CREATE PIPELINE ... INTO PROCEDURE

Creates a pipeline that uses a stored procedure to shape the data that is extracted from the pipeline’s data source. Using a stored procedure is one of three methods you can use to shape the data.

Syntax

CREATE PROCEDURE <procedure_name> (<query_name> QUERY(<field_name> <data_type>, ...))
AS
BEGIN
<procedure_body>
END
CREATE PIPELINE <pipeline_name>
AS LOAD DATA <load_data_options>
INTO PROCEDURE <procedure_name>

Note

For information on creating a pipeline other than using the INTO PROCEDURE clause, see CREATE PIPELINE.

Remarks

Note

The implementation of your stored procedure can have significant consequences on the performance and memory use of your pipeline. Pipelines by default shard incoming data across leaf partitions and perform the majority of their work in parallel across those partitions, but certain features available in stored procedures can force computation and memory usage to occur on an aggregator node. For more details, see Writing Efficient Stored Procedures for Pipelines.

The following are a list of restrictions and recommendations that you should follow when using a stored procedure with your pipeline:

  • The field list in your QUERY type variable must conform to the schema of the pipeline source (Kafka, S3, etc.).

  • The query type variable must be the only parameter in the stored procedure used with your pipeline.

  • The value of <query_name> is the current batch of records that have been extracted from the pipeline’s data source.

  • DDL commands are not allowed in stored procedures that are called from pipelines.

  • Use the pipeline_source_file() built-in function in the SET clause to set a table column to the pipeline data source file.

  • The SET and WHERE clauses are executed before the stored procedure.

  • CREATE PIPELINE ... AS LOAD DATA ... IGNORE and CREATE PIPELINE ... AS LOAD DATA ... SKIP ... ERRORS only recognize parsing errors.
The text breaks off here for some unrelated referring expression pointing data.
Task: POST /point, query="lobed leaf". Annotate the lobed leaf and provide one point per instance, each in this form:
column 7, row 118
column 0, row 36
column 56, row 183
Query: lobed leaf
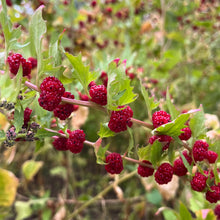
column 105, row 131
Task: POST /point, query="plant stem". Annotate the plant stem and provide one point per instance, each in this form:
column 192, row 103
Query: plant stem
column 142, row 123
column 101, row 194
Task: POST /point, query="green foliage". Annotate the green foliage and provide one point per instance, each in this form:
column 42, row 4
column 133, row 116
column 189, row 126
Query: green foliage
column 119, row 90
column 105, row 131
column 100, row 154
column 81, row 72
column 150, row 103
column 30, row 168
column 8, row 187
column 197, row 124
column 172, row 128
column 184, row 212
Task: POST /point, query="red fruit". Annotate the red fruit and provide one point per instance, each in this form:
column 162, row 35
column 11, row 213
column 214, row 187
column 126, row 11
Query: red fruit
column 159, row 118
column 213, row 196
column 200, row 150
column 212, row 156
column 179, row 167
column 104, row 78
column 114, row 163
column 119, row 120
column 83, row 97
column 161, row 138
column 60, row 143
column 9, row 3
column 27, row 114
column 93, row 3
column 164, row 174
column 217, row 211
column 33, row 62
column 63, row 111
column 186, row 135
column 198, row 182
column 98, row 94
column 53, row 85
column 49, row 100
column 75, row 141
column 145, row 171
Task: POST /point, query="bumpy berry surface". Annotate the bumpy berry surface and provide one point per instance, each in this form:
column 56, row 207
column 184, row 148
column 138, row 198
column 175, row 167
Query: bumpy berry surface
column 63, row 111
column 114, row 163
column 200, row 150
column 119, row 120
column 98, row 94
column 179, row 167
column 198, row 182
column 161, row 138
column 33, row 62
column 212, row 156
column 164, row 173
column 53, row 85
column 26, row 66
column 213, row 196
column 217, row 211
column 145, row 171
column 51, row 93
column 159, row 118
column 27, row 115
column 49, row 100
column 187, row 156
column 14, row 62
column 186, row 135
column 75, row 141
column 60, row 143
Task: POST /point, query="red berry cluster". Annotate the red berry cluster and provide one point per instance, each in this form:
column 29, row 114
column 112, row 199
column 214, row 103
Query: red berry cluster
column 159, row 118
column 63, row 111
column 119, row 120
column 14, row 62
column 114, row 163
You must specify the desired behavior in the event of constraint errors in the body of the stored procedure.

  • Transactions (e.g BEGIN TRANSACTION, COMMIT, etc.) are not allowed because the pipeline manages the transaction state for you.

  • Pipelines into stored procedures maintain the same exactly-once semantics as other pipelines, but this means certain read-write patterns (reads after writes in reshuffles or reference tables) are not allowed.

  • Upserts can be specified in the ON DUPLICATE KEY UPDATE clause of CREATE PIPELINE. Alternatively, duplicate key behavior can be specified inside of a stored procedure.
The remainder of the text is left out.